Dans une récente interview avec Vanity Fair, Stan a parlé du film, où il joue un jeune Trump alors qu'il rencontre Roy Cohn. Stan est si sûr que Trump a vu le film qu'il y mettrait de l'argent, en raison de ce qu'il dit, c'est Narcissim de Trump.
“Je remettais de l'argent, il l'a vu 100 fois des temps, bien sûr, parce qu'il est un narcissique. Et je parie que vous avez certaines choses qu'il aime à ce sujet.”
Lorsqu'on lui a demandé ce qu'il pensait que Trump aurait pu aimer le film, Stan a dit en plaisantant «à quoi il ressemblait», une autre référence à ses commentaires précédents sur le narcissisme de Trump.
Sorti en octobre 2024, l'apprenti a été dirigé par Ali Abbasi, et met également en vedette Jeremy Strong, Martin Donovan, Maria Bakalova, Catherine McNally, Charlie Carrick, Ben Sullivan, Mark Rendall, etc.

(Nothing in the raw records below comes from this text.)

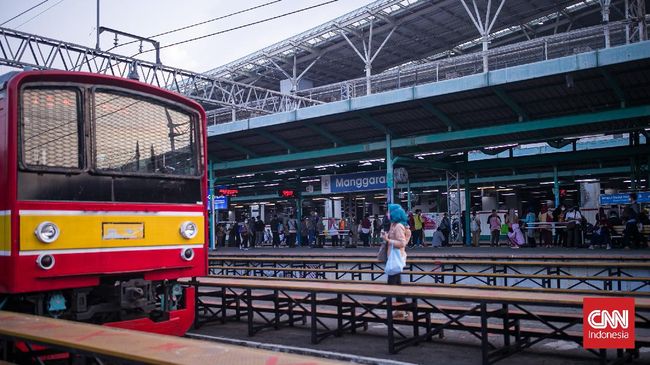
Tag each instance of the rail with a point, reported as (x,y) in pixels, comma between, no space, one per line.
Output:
(521,319)
(29,339)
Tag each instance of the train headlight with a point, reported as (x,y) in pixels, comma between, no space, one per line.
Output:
(189,230)
(187,254)
(45,261)
(47,232)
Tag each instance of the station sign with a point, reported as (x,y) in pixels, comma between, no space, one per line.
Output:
(221,191)
(287,193)
(624,198)
(348,183)
(220,202)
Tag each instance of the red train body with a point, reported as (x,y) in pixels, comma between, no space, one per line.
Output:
(102,199)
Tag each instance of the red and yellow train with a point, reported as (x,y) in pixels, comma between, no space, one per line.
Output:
(102,200)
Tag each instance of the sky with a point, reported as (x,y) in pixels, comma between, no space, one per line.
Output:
(75,21)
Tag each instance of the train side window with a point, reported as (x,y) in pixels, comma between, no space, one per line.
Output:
(50,128)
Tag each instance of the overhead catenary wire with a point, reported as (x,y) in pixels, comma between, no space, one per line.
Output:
(24,12)
(203,22)
(242,26)
(37,15)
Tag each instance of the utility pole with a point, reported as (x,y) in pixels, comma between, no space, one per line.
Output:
(97,28)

Le film a reçu des éloges de la part des critiques, et Stan et Strong ont été nominés pour divers prix, notamment le meilleur acteur et le meilleur acteur acteur de l'Académie, Golden Globe et les nominations BAFTA.
«Les années 1970 à New York. Déterminées à émerger de l'ombre de son puissant père et à se faire un nom dans l'immobilier de Manhattan, le magnat aspirant Donald J. Trump est dans les premiers jours de sa carrière lorsqu'il rencontrera l'homme qui deviendra l'une des figures les plus importantes de sa vie, le fixateur politique Roy Cohn», lit-on dans la synopsie officielle. «Voyant prometteur dans le jeune Donald, l'avocat influent – qui a obtenu des condamnations d'espionnage contre Julius et Ethel Rosenberg et a enquêté sur les communistes présumés aux côtés du sénateur Joseph McCarthy – enseigne à son nouvel acolyte comment amasser la richesse et le pouvoir par la tromperie, l'intimidation et la manipulation des médias. Le reste est l'histoire.»